Durante il fervente periodo d’oro della canzone italiana, gli anni settanta,  quando il livello della sua musica aveva raggiunto vertici mai più eguagliati, tanto da guadagnarsi addirittura un’etichetta di stile, “the italian prog”,  le idee nascevano ovunque e la sperimentazione era pura normalità. Una tra le tante meravigliose formazioni fiorite da quel fertile humus è la band romana Semiramis, nome che rimanda alla leggendaria regina babilonese Semiramide. Il disco viene alla luce nel 1973 ed è subito chiaro che i musicisti, tra l’altro tutti sotto i 20 anni, hanno doti strumentali e compositive eccezionali. Tra i vari musicisti spicca fra tutti il chitarrista quindicenne Michele Zarrillo, autore della maggior parte delle composizioni. La storia del giovane chitarrista la conosciamo e non vogliamo addentrarci in facili territori denigratori della persona che ha da subito dato una svolta commerciale e solista alla sua carriera musicale, ottenendo facili consensi tra un certo pubblico e rancore verso i tanti appassionati di musica progressiva, soprattutto dopo la composizione di un disco così potente e importante.
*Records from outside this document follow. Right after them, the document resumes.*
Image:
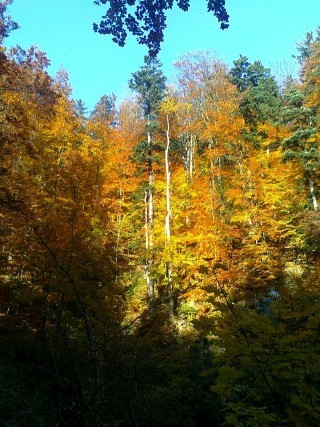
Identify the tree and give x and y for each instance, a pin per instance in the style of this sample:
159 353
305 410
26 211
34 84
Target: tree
148 21
6 23
149 83
261 100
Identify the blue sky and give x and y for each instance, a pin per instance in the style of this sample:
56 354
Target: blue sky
259 29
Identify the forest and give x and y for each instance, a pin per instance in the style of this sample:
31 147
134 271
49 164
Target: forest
160 256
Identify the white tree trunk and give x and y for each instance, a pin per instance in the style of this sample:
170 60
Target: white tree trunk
313 195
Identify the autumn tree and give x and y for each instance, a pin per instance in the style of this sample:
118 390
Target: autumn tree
149 84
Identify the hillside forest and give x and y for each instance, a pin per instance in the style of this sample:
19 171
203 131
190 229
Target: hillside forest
160 256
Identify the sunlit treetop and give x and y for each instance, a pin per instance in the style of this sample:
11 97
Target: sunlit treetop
6 23
146 19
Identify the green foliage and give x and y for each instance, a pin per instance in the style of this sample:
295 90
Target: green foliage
261 99
266 362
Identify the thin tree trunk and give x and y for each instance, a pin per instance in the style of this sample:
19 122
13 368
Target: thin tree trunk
167 229
149 222
313 195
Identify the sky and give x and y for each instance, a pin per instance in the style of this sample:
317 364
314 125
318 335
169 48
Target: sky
261 30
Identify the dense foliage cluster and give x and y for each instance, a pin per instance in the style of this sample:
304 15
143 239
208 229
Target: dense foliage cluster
160 259
146 20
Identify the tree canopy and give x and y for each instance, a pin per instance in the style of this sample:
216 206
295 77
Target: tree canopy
146 19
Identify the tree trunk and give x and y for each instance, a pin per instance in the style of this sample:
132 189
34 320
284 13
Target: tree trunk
313 195
167 229
149 222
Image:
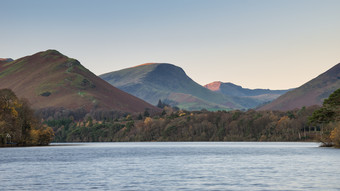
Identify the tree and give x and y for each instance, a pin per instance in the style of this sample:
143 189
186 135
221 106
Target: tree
327 114
17 120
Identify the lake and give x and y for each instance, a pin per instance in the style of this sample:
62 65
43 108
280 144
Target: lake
171 166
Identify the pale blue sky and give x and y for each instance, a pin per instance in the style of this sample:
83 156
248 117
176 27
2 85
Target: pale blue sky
274 44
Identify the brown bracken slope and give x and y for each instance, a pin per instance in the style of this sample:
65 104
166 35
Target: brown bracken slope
50 79
311 93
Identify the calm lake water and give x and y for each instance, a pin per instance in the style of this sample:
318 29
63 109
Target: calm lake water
171 166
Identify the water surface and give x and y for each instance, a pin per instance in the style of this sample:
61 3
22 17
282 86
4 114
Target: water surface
171 166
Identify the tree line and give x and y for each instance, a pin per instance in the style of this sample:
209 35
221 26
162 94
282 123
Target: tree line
306 124
18 124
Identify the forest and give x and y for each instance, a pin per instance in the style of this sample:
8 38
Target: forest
18 124
179 125
172 124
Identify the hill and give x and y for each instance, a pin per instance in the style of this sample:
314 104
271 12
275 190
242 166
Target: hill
251 97
49 79
154 81
310 93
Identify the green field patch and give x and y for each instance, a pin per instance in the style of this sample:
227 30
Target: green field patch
14 68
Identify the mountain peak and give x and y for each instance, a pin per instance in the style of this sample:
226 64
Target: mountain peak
5 60
214 86
151 63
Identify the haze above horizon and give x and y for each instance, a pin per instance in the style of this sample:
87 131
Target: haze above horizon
256 44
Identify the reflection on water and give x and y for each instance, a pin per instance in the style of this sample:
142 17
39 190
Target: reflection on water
171 166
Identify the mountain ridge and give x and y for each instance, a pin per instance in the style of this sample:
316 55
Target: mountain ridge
311 93
50 79
251 97
155 81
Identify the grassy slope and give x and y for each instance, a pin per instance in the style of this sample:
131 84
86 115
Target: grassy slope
311 93
69 84
152 82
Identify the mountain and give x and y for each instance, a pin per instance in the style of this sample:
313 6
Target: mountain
311 93
251 97
154 81
5 60
50 79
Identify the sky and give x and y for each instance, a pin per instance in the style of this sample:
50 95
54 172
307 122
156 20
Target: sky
275 44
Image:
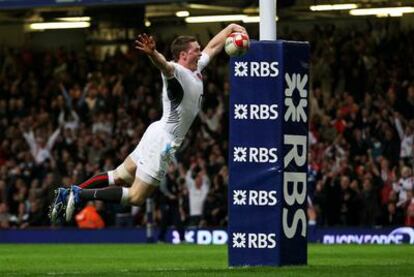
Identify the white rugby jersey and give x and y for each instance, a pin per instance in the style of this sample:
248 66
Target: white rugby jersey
181 98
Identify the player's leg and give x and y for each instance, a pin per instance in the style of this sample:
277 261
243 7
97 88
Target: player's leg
123 175
134 195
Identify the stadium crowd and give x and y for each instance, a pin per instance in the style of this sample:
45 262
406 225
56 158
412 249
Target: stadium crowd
68 115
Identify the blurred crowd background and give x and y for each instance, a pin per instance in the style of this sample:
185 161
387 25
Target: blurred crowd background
68 115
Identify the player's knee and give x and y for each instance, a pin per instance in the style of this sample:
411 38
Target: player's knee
122 176
135 197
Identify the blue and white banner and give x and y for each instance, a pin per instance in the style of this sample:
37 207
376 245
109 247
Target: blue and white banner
268 154
396 235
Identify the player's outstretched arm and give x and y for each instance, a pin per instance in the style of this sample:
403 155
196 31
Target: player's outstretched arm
146 44
216 44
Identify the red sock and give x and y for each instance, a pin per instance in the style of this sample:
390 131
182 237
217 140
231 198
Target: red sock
97 181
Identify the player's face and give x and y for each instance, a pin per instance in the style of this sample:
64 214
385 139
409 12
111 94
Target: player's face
192 56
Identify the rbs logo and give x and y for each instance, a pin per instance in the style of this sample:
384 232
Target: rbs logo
254 155
256 69
252 240
254 198
254 111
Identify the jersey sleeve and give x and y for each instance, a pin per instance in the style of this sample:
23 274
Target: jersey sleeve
203 61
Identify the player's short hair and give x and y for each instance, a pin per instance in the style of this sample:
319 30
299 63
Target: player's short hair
179 44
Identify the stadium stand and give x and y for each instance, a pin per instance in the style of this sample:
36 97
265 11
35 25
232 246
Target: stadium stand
68 115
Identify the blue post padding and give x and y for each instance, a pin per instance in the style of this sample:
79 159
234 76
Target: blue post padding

Ricordiamo comunque anche il fratello Maurizio Zarrillo, vero fondatore della band e il tastierista  Giampiero Artegiani. Ma, ci chiediamo, come è possibile che un disco valutato dalla critica egregiamente sia stato un episodio isolato della band, un one-shot album che forse impreziosisce ancor di più la leggenda della band e ne arricchisce il valore del disco dandone una veste misteriosa. Forse il motivo principale è stata la scarsa attività di promozione del disco e della band che comunque fa la voce grossa anche in importanti festival, come quello famoso di Villa Pamphili a Roma nel ’72. Problemi con la prima etichetta e la defezione, come dicevamo, del chitarrista Zarrillo, che per alcuni anni militerà nella band Il Rovescio della medaglia, deprimono le aspirazioni della band che pur firmando un nuovo contratto con la Basf tedesca non riescono a partorire un secondo disco.

Ma ritornando all’album in questione “Dedicato a Frazz” la maturità artistica è notevole.  Un concept incentrato sul clown psicopatico Frazz (acronimo delle iniziali dei musicisti) nella sua eterna lotta tra l’essere che è e la maschera che porta. Una metafora della vita e dell’essere umano in generale. Nel 2017 Artegiani e Maurizio Zarrillo decidono di ridar vita al clown e pubblicare un live del disco dopo più di 40 anni, per la gioia delle nostre orecchie. Peccato che solo poco tempo dopo entrambi sono venuti a mancare, andando di fatto a far morire anche il progetto live e magari la nascita di un nuovo disco. Artegiani arricchisce la storia di Frazz con degli innesti recitati nella storia all’inizio di ogni capitolo. In La bottega del rigattiere e Luna Park  emergono nitide le grandi doti chitarristiche di Zarrillo che sferra note acide e taglienti, nella miglior tradizione hard-prog per poi inserire innesti melodici con arpeggi di chitarra acustica. Frazz e Clown viaggiano su territori vicini alla tradizione anglosassone, grazie alle tastiere e alla chitarra acustica che evocano scenari anche fantastici e malinconici. Ma nell’album non mancano rimandi anche alla tradizione mediterranea, come nel finale di Clown  che consacra il disco tra i miglior album del genere indiscutibilmente.

“ultima luce su un pagliaccio, solo al centro di sè stesso.”